Vogt's Notes: A conflicted time of life
We're all living the "stages" of life. Depending on our age, some of us have lived through more stages than others.
For my generation, the "wedding stage" came in our mid-20s, when we attended lots of friends' weddings. The "baby stage" followed rather quickly, and we were hosting or attending lots of baby showers in our late 20s and early 30s.
Now, in our 50s, our kids are getting engaged and/or having babies.
And, I am learning, we are attending funerals. Our parents are in their 70s and 80s, and we're realizing they're not immortal.
This is the first stage of life where I am conflicted. I find myself wrestling with both happy and sad emotions.
Happy because we have engagements in the family, including my stepson, his longtime girlfriend and her son. Happy because we have pregnancies in the family, with a nephew due any day and another niece or nephew coming in the fall.
Sad because we unexpectedly lost my mother-in-law Jan. 24 this year, before she knew of one of the engagements and one of the expected great-grandchildren. Sad because a high school best friend lost her dad last month. Sad because those two deaths made me realize my parents won't live forever.

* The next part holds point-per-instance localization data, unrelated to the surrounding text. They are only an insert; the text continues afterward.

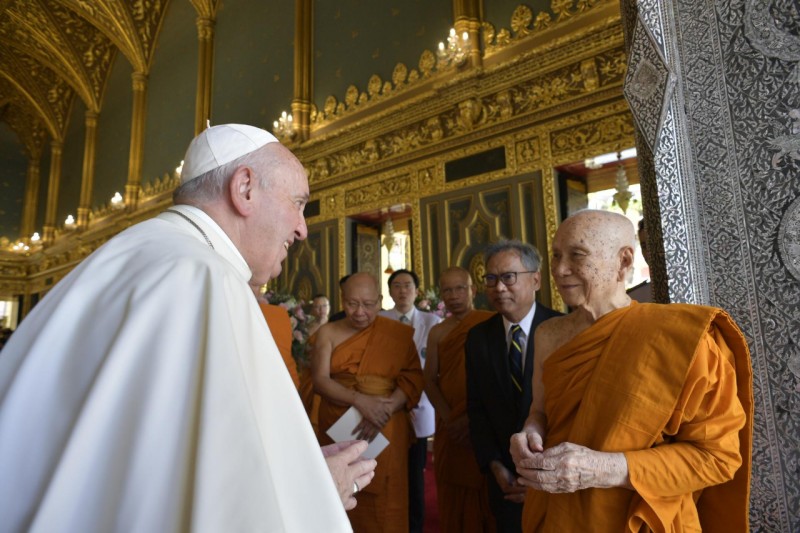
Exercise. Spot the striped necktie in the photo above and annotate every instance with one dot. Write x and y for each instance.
(515, 360)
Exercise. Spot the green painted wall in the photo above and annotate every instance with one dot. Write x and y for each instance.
(254, 58)
(44, 179)
(366, 37)
(113, 134)
(69, 190)
(13, 167)
(171, 92)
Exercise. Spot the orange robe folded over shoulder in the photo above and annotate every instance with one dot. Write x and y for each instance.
(461, 487)
(280, 325)
(376, 361)
(671, 387)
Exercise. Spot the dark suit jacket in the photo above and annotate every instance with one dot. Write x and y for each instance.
(493, 416)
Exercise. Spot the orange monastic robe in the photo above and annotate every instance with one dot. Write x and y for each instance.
(281, 328)
(671, 386)
(376, 361)
(460, 485)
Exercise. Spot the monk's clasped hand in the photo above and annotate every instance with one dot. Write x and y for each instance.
(569, 467)
(374, 408)
(564, 468)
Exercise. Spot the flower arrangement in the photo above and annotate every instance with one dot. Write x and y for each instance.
(431, 302)
(299, 321)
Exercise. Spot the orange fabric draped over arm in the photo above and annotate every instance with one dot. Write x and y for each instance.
(671, 387)
(375, 361)
(281, 328)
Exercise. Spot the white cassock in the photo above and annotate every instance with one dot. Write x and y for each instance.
(145, 393)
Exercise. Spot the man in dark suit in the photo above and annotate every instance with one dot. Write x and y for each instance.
(499, 363)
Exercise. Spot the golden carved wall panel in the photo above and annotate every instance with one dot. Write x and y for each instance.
(457, 225)
(527, 97)
(614, 130)
(524, 23)
(545, 98)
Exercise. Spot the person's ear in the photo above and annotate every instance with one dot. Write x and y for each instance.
(625, 261)
(240, 188)
(537, 280)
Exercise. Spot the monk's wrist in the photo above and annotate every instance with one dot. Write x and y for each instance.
(615, 466)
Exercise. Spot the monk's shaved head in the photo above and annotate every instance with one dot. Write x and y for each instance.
(360, 281)
(457, 291)
(592, 256)
(362, 299)
(457, 273)
(608, 231)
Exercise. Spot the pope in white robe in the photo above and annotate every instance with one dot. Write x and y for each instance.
(145, 393)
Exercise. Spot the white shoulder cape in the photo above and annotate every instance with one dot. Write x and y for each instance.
(145, 393)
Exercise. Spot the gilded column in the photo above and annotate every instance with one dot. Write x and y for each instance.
(134, 185)
(31, 195)
(87, 181)
(205, 72)
(51, 210)
(467, 15)
(303, 68)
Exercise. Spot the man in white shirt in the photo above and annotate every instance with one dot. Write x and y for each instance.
(404, 288)
(145, 392)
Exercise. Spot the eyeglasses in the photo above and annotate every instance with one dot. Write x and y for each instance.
(508, 278)
(458, 289)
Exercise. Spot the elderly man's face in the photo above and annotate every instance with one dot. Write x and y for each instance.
(279, 219)
(361, 301)
(320, 307)
(584, 266)
(403, 291)
(457, 292)
(515, 300)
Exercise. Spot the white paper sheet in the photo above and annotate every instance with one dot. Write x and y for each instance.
(342, 430)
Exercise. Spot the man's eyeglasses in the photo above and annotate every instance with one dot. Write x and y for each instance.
(508, 278)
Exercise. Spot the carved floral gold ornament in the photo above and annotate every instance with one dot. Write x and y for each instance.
(457, 49)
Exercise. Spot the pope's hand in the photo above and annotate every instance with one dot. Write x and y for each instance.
(569, 467)
(348, 469)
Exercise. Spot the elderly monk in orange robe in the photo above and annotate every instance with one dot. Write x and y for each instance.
(461, 487)
(280, 325)
(642, 413)
(371, 363)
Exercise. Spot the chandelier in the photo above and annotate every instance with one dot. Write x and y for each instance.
(283, 128)
(456, 50)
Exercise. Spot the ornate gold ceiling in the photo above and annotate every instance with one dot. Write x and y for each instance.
(53, 51)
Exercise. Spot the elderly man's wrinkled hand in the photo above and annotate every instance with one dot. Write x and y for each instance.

I've been fairly lucky in life in that I haven't attended a whole lot of funerals. There have been the "expected" deaths - grandparents; and unexpected - some relatives who died young, and a close neighbor who died tragically when he was 21.
Any death is sad and emotional, even those deaths that are "expected" or that we ultimately consider a "blessing." Unexpected deaths are even more difficult to accept.
My mother-in-law died two months after turning 75. These days, I consider that a relatively young age. Her death was unexpected and fast, which means it hit us that much harder.
Nearly two months later, I don't think I've totally accepted that she is no longer here. Because she lived nearly four hours away, we didn't see her or talk to her daily. So in my mind, she's still here. Reality will set in this summer, when we go to the nearby cabin and she's not there.
Her funeral was the first where I was in on the planning. What an overwhelming and educational experience.
I came away from her funeral with four booklets - one each for my husband, me, my dad and my mom. They're from the funeral home and are called "Putting My House In Order." They guide you through pre-arrangements and personal affairs so family members have the information after you die.
I'm realizing how important that is.
Luckily, my father-in-law and sister-in-law knew what kind of service my mother-in-law would like. It was beautiful, and she would have been proud.
No one wants to think about death. It's an ugly thought. But, as I and others have learned, we never know when it will happen. It's something families should discuss, no matter what our age.
Death is definitely not exciting, like an engagement or a pregnancy. But it is definitely a part of life. Like preparing for a marriage or a newborn, we need to plan for it so our wishes are fulfilled, and so the family members we leave behind aren't left wondering what to do.